There are definitions for a long list of different kinds of breads, lots of tips for cooking with 36 varieties of flour, and a particularly useful chapter on seafood that offers hard information about buying, storing and cooking fish and shellfish. If you're worried about toxins in your fish, especially methylmercury, this book has specific details about which fish have high versus lower levels.
I found the pages about "Cooking with Miso" particularly helpful as this ingredient continues to be largely mysterious to me, even though I buy and cook with it.

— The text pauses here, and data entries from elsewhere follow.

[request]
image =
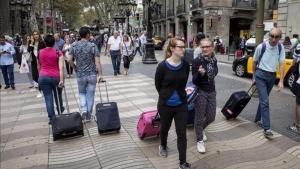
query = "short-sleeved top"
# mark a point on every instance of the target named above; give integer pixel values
(84, 53)
(114, 43)
(270, 58)
(49, 62)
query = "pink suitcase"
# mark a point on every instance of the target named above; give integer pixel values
(148, 124)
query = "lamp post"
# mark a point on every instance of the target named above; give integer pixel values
(127, 6)
(149, 54)
(21, 11)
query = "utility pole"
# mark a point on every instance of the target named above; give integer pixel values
(260, 22)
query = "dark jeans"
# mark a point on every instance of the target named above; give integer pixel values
(205, 112)
(8, 74)
(264, 84)
(116, 60)
(138, 49)
(179, 114)
(69, 68)
(126, 62)
(48, 86)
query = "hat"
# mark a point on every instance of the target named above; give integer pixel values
(297, 51)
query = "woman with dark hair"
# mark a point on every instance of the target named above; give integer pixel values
(34, 47)
(127, 49)
(51, 63)
(170, 80)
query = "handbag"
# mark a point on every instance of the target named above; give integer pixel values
(24, 66)
(131, 56)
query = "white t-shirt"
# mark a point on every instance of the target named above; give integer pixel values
(114, 43)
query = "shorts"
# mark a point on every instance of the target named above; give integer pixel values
(297, 93)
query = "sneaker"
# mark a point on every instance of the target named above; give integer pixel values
(185, 166)
(268, 133)
(204, 136)
(39, 95)
(295, 128)
(201, 147)
(259, 124)
(163, 152)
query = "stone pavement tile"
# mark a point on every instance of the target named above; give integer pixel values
(25, 161)
(22, 151)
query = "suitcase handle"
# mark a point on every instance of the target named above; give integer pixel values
(103, 81)
(252, 85)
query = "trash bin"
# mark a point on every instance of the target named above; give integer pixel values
(189, 55)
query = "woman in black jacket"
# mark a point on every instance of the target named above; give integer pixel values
(34, 47)
(170, 80)
(204, 69)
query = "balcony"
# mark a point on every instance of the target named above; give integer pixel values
(170, 13)
(196, 4)
(180, 9)
(244, 4)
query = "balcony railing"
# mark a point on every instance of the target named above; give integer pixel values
(196, 4)
(170, 13)
(244, 4)
(180, 9)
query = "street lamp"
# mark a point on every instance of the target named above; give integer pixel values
(149, 55)
(127, 6)
(23, 8)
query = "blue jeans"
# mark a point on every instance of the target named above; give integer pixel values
(48, 85)
(116, 60)
(86, 88)
(264, 84)
(8, 74)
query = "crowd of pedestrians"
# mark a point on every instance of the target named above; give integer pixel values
(47, 56)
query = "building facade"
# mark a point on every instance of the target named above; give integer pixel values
(289, 24)
(228, 19)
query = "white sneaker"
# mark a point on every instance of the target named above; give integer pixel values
(204, 136)
(201, 147)
(39, 95)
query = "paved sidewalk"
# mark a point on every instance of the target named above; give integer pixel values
(26, 140)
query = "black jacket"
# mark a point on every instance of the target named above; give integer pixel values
(204, 82)
(167, 81)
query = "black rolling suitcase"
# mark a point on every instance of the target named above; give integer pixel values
(107, 115)
(66, 125)
(236, 103)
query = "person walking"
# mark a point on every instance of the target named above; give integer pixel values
(59, 43)
(66, 51)
(51, 75)
(7, 63)
(26, 55)
(127, 50)
(34, 47)
(204, 70)
(170, 80)
(114, 48)
(264, 75)
(87, 66)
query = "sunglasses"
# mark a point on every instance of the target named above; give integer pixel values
(275, 37)
(182, 47)
(204, 47)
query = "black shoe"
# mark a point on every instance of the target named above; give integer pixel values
(185, 166)
(162, 151)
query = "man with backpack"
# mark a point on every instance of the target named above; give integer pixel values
(266, 58)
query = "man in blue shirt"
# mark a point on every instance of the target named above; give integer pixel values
(7, 62)
(267, 56)
(59, 43)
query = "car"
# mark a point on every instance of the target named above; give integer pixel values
(158, 42)
(243, 67)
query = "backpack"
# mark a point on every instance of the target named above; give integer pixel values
(263, 49)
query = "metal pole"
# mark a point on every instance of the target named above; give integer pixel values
(260, 21)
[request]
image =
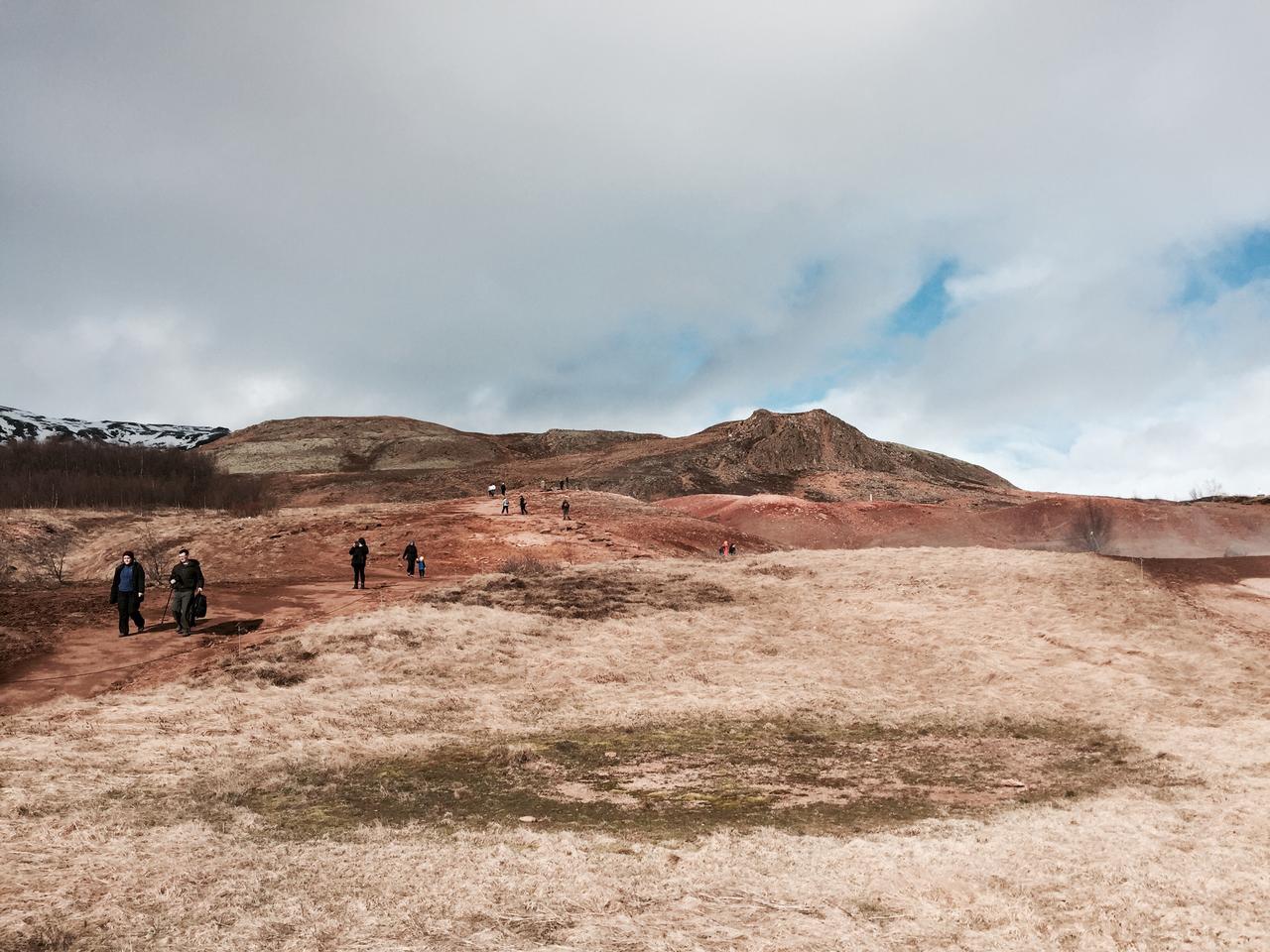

The book doesn't have recipes, nor should it. But it does have many cooking details for certain foods that may still be new to you. For example, in the chapter on grains, there are details about pressure cookers versus slow cookers versus the absorption method for dozens of grains that aren't commonly found in cookbooks, such as spelt bulgur, teff (the traditional ingredient in Ethiopian flatbread), and sorghum, a gluten-free grain. Did you know that adzuki beans can take 1 1/2 hours to simmer but take only 15 minutes in a pressure cooker?
The book ends with three pages of conversion charts -- Fahrenheit to Celsius to Gas Marks, U.S. Measure Equivalencies, and Metric Equivalencies and Conversion Factors -- all very useful and crisply presented. There's also a very handy index at the back of the volume.
If you're new to organic food, are confused about the new terminologies showing up on our grocery shelves, are trying to buy unfamiliar ingredients, or just want to be a better educated food consumer, this book will be extremely valuable to you. It's small, lightweight and inexpensive so keep a copy in your canvas shopping bag or have it in your kitchen as a reference as you write up a grocery list. You just might eat better if you do.